The point came home again on reading Howard Schaffer’s “The Limits of Influence: America’s Role in Kashmir”. (Sage. 2010). The author, a former US diplomat, served in both India and Pakistan and was twice Assistant Secretary of State for South Asian Affairs. It is in interesting book but, understandably, carries a bias and analyses US views of J&K drawing heavily on American archival papers. The book will be cited but reads very differently from India’s Kashmir story which, though recorded in a few standard works like those of Sisir Gupta and B.L. Sharma, are out of print and scarcely found today in Indian libraries. Even these have not been reprinted.

Schaffer’s very preface locates Kashmir in the context of “two immediately hostile states (successors to the British India Empire), predominantly Hindu India and Muslim Pakistan”. In a numerical sense the description fits. But was that and is that the essential political reality? Then there is reference to US Admiral Chester Nimitz being appointed plebiscite administrator for J&K. As plebiscite negotiations floundered, “American policymakers increasingly questioned India’s goals and blamed New Delhi’s intransigence for the continuing impasse”. While talking demilitarization in J&K, the US had by 1950 taken on Pakistan as a cold war ally, insisted that Nimitz be the Plebiscite Administrator and then forgot the fundamental terms of the governing UN Resolution of August 13, 1948. J&K is perhaps the only case since the second world war when an aggressor, Pakistan - so found by the UN Representative, Owen Dixon, (and later confirmed in graphic detail by the Pakistan military officer, Akbar Khan, who led that officially-blessed enterprise - has been rewarded and its victim pressured to accommodate the violator.

There is little or no reference to the military acquisition of PAK and the Gilgit-Baltistan Area in J&K by Pakistan in violation of the UN mandate or to the total lack of self-determination that prevails there to this day.

In 1948, the US endorsed “the legal validity of Kashmir’s accession to India”.
Yet, this understanding “was not set in concrete” and “was later superseded by a more authoritative State Department finding that backed away from that conclusion”. Interesting! When and why did this tectonic shift occur in face of the UN’s own stated understanding of the matter? After Pakistan formally became a military ally? And in the same manner in which the US unilaterally redrew the northernmost segment of the cease fire line to run northeast to a point near the Karakoram Pass at India’s cost, during the period 1967-70 when Pakistan had become a diplomatic conduit to China?

Shaffer tells us that pessimism over Frank Graham’s mediatory role in J&K, led the US to contemplate asking the Security Council to recommend seeking from the International Court of Justice an advisory opinion on the legality of Maharaja Hari Singh’s accession to India to “knock out” India’s arguments for its “occupation” of Kashmir. And in due course the Kashmir “Question” has become the Kashmir “Dispute”.

Operation Gibraltar, Pakistan’s repeat invasion of J&K in 1965 was clearly exposed by the Australian General Nimmo, heading the UN Military Observer Group in 1965. But it is indirectly blamed on India’s obduracy in not vacating a peak just north of Kargil which Pakistan was using to interdict the Zoji La-Leh strategic highway.

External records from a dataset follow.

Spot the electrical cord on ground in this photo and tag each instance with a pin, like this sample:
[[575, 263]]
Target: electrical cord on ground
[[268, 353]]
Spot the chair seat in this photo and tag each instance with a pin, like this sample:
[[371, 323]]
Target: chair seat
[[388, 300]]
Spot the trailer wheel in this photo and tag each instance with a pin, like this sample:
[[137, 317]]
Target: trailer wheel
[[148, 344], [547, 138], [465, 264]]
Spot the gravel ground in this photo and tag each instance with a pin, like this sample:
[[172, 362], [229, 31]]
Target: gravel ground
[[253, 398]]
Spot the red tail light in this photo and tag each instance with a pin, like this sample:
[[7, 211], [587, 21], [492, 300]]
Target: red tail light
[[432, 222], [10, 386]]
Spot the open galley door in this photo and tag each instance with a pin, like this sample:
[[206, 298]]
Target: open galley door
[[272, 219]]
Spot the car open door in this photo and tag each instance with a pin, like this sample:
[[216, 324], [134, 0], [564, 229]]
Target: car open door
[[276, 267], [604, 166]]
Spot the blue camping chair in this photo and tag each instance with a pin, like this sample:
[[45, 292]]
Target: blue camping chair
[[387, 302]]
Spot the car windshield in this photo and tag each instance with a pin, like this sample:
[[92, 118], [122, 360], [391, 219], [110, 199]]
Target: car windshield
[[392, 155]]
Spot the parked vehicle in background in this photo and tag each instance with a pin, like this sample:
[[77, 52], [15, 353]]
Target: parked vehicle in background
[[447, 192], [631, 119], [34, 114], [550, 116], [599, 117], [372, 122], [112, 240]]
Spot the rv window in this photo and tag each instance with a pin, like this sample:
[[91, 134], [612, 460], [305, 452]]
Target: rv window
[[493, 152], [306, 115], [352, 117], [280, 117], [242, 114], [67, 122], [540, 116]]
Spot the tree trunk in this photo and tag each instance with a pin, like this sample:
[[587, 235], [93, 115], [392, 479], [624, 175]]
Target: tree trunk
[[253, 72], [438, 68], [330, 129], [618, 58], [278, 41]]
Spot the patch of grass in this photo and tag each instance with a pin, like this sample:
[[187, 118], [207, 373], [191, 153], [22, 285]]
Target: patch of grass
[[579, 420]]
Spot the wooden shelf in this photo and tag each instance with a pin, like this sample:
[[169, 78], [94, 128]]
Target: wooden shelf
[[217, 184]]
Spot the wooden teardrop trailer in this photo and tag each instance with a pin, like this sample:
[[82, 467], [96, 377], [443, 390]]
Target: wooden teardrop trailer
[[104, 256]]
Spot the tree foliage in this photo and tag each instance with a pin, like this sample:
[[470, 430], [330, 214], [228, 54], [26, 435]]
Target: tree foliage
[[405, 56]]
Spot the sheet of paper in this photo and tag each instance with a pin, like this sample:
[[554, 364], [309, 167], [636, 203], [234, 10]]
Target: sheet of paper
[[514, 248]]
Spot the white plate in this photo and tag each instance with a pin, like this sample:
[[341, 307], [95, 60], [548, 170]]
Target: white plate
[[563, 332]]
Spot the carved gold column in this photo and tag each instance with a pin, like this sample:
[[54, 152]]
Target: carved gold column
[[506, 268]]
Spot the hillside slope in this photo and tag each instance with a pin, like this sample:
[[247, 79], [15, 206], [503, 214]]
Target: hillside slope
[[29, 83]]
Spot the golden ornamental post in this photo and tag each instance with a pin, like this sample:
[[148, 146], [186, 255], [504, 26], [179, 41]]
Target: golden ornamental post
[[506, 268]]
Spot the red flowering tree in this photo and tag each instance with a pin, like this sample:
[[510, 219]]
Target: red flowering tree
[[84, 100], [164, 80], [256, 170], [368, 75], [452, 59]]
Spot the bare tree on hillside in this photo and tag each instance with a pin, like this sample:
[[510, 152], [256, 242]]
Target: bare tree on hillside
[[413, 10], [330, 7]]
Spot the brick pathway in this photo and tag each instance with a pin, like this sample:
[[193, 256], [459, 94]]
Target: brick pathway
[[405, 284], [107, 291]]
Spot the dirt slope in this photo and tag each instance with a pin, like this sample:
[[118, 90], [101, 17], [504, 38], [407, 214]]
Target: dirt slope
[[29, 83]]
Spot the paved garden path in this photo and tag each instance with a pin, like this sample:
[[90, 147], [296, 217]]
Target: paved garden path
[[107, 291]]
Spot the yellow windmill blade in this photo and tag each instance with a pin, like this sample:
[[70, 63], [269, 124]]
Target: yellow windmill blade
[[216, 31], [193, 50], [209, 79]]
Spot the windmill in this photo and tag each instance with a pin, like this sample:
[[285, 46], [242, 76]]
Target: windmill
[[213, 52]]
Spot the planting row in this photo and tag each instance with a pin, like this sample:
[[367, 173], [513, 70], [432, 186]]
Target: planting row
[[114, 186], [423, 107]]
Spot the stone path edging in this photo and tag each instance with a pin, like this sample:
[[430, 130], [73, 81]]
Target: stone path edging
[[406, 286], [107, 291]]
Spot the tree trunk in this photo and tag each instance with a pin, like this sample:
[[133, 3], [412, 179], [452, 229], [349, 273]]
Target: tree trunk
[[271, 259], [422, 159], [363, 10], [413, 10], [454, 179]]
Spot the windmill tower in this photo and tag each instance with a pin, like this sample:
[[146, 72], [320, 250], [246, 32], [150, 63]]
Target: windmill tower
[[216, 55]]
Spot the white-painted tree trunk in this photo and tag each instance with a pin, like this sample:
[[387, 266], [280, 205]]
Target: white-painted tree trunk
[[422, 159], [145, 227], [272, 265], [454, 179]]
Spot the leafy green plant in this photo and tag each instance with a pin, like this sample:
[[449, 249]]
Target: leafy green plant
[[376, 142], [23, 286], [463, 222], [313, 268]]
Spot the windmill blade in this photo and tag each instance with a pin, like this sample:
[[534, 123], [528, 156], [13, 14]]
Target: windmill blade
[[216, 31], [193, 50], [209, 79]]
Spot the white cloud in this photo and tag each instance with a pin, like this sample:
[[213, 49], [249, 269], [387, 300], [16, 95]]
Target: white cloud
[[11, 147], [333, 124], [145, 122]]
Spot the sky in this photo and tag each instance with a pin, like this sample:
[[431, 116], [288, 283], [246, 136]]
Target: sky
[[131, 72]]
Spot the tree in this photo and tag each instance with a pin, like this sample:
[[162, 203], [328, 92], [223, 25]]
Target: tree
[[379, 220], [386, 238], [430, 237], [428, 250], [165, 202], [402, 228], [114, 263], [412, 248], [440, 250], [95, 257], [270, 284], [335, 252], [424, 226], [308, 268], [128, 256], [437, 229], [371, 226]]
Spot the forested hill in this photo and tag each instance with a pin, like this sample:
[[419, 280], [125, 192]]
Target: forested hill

And so it goes on, glossing over Pakistan’s building up of the Taliban, its launching of cross border jihadi and terror attacks on India, the extraordinary antics of Dr A.Q Khan in spreading nuclear proliferation – all with the knowledge and even encouragement of the US. (Ref the latest UN Inquiry Commission Report on the Assassination of Benazir Bhutto, April 15, 2010).

Schaffer’s is not a bad book. It is valuable as an exposition of the American point of view. But when shall we read an Indian book based on solid Indian source material. This is, alas, still squirreled away for termites to eat, as happened again this year with India’s huge wheat hoard while people starved.